Reputation: 23
I have done some Python programming, but I'm not a seasoned developer by any stretch of the imagination. We have a Python etl programme, which was set up as a Cloud Function but it is timing out as there is just too much data to load and we are looking to re-write it to work in Dataflow.
The code at the moment simply connects to an API, which returns a newline-delimiter JSON, and then the data is loaded into a new table in BigQuery.
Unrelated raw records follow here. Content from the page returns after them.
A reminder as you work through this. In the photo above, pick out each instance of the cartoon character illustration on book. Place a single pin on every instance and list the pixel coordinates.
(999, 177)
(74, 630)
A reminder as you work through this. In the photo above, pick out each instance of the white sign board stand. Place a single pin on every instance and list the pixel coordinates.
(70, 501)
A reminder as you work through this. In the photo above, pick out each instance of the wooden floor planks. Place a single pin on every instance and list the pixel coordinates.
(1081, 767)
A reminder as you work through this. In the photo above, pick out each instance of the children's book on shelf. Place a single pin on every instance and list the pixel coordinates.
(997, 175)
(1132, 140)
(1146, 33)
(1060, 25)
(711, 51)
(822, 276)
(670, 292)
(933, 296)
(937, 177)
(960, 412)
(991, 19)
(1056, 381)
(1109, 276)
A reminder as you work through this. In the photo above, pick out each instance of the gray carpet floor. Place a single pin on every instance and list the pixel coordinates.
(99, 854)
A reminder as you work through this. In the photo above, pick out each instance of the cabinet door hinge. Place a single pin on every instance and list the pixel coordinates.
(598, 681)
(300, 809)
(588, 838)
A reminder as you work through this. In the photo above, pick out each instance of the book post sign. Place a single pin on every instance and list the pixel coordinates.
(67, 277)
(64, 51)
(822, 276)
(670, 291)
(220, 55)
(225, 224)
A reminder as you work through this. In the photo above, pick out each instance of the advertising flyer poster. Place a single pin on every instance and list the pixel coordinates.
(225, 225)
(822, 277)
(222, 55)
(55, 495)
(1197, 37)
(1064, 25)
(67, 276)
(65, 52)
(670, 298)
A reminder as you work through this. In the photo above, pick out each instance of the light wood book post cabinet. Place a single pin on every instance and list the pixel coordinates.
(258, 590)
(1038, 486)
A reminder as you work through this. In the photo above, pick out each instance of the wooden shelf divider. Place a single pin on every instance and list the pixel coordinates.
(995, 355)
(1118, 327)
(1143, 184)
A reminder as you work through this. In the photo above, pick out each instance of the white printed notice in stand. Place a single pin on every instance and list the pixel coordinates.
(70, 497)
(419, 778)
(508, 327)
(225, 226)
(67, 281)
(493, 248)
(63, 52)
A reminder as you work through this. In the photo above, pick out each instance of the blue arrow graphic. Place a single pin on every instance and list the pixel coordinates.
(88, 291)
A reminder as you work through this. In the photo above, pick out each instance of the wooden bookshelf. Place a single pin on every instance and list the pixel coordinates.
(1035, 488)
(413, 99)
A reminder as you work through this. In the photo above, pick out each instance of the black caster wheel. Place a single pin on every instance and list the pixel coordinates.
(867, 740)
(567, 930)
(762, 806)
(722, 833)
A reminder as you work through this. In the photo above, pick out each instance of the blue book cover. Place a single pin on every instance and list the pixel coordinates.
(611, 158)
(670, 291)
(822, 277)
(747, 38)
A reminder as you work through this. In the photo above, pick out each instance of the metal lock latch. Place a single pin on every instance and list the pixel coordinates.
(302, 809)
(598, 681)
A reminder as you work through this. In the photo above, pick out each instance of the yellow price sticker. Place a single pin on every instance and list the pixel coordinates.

This is our first time using Dataflow and we are just trying to get to grips with how it works. It seems pretty easy to get the data into BigQuery the stumbling block we are hitting is how to get the data out of the API. Its not clear to us how we can make this work, do we need to go down the route of developing a new I/O connector as per [Develop IO Connector]? Or is there another option as developing a new connector seems complex?
We've done a lot of googling, but haven't found anything obvious to help.
Here is a sample of our code but we are not 100% sure its on the right track. The code doesn't work, and we think it needs to be a .io.read
and not a .ParDo
initially but we aren't quite sure where to go with that. Some guidance would be much appreciated!
class callAPI(beam.DoFn):
def __init__(self, input_header, input_uri):
self.headers = input_header
self.remote_url = input_uri
def process(self):
try:
res = requests.get(self.remote_url, headers=self.headers)
res.raise_for_status()
except HTTPError as message:
logging.error(message)
return
return res.text
with beam.Pipeline() as p:
data = ( p
| 'Call API ' >> beam.ParDo(callAPI(HEADER, REMOTE_URI))
| beam.Map(print))
Thanks in advance.
Upvotes: 1
Views: 5239
Reputation: 5104
You are on the right track, but there are a couple of things to fix.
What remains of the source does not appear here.